A) KLF9 and KLF913 have complementary and antagonist effects on uterine stromal cell decidualization. In the pre-implantation uterus KLF9 inhibits BMP2 expression. As P4 and E2 levels rise BMP2 expression is increased and leads to increased KLF13 expression. KLF13 repress KLF9 expression, relieving the block on BMP2 expression and further increasing the expression of decidualization signals. KLF9 upregulates PR in predecidual stroma and KLF13 upregulates PR in decidualizing stroma, which maintains cellular sensitivity to P4 across decidualization.. B) KLF9 integrates progesterone and estrogen signaling in the uterus.
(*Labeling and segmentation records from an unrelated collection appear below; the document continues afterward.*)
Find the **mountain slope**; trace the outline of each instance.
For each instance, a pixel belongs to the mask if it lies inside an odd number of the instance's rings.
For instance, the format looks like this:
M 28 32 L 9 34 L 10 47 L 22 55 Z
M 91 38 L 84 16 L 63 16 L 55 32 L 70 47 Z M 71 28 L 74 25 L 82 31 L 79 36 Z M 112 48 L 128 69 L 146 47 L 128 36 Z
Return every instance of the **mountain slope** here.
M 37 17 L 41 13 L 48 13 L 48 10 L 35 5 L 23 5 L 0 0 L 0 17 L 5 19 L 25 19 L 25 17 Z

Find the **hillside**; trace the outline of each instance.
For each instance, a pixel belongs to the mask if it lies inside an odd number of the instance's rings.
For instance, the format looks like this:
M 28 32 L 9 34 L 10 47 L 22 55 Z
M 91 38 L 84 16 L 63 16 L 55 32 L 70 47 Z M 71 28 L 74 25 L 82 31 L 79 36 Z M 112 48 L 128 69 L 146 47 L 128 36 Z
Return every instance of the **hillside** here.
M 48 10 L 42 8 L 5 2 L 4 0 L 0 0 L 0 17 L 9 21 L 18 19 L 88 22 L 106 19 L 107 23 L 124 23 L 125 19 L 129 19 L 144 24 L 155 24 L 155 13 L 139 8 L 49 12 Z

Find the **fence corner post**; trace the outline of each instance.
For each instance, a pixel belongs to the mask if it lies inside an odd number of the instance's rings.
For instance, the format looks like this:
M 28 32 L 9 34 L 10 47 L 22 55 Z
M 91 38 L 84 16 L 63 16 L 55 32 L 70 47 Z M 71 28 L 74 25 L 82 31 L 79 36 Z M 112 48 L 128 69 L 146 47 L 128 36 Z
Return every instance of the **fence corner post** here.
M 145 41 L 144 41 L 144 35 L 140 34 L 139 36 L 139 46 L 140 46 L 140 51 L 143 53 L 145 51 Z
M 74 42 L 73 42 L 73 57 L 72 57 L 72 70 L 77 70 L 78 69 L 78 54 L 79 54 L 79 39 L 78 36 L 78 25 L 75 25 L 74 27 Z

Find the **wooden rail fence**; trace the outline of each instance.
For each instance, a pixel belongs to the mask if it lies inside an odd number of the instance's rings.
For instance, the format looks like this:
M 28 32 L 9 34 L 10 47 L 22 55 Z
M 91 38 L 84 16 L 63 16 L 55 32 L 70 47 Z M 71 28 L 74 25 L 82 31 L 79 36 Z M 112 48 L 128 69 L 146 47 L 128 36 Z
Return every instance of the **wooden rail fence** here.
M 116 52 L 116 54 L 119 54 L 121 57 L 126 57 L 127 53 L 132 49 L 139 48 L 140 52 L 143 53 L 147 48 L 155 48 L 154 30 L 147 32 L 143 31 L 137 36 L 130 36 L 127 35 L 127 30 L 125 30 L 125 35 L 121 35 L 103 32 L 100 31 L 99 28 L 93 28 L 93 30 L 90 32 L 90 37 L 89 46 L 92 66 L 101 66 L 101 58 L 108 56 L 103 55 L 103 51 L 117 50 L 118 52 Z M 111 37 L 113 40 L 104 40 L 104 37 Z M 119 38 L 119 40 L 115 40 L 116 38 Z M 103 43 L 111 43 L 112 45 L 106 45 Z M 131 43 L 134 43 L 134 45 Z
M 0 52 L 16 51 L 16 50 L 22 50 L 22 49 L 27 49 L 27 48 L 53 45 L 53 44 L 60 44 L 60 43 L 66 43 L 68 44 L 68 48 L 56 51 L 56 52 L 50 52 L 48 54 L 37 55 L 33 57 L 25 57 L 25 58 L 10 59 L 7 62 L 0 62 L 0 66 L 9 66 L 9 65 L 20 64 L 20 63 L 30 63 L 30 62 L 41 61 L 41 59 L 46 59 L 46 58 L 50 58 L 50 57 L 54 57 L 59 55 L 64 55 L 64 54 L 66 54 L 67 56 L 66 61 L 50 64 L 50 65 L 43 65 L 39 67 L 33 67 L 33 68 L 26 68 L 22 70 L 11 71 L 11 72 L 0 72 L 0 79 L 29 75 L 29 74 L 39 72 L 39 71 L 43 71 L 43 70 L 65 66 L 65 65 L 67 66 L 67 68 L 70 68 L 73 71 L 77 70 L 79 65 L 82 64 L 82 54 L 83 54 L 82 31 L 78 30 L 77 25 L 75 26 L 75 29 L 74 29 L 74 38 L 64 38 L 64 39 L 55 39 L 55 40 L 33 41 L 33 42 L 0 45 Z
Estrogen leads to cell proliferation in the pre-decidual uterus. Elevated KLF9 levels promote ERα autorepression, which reduces cellular sensitivity to estrogen, thereby reducing endometrial proliferation and preparing the cell for P4 signaling. KLF9 also enhances PR transactivation, increasing the expression of P4/PR target genes and allowing decidualization to proceed. Filled arrows: direct activation or cause/effect relationship. Open arrows: sequential order of events. Abbreviations: PR, progesterone receptor; ER, estrogen receptor; BMP2, bone morphogenic protein 2; E2, estradiol; P4, progesterone.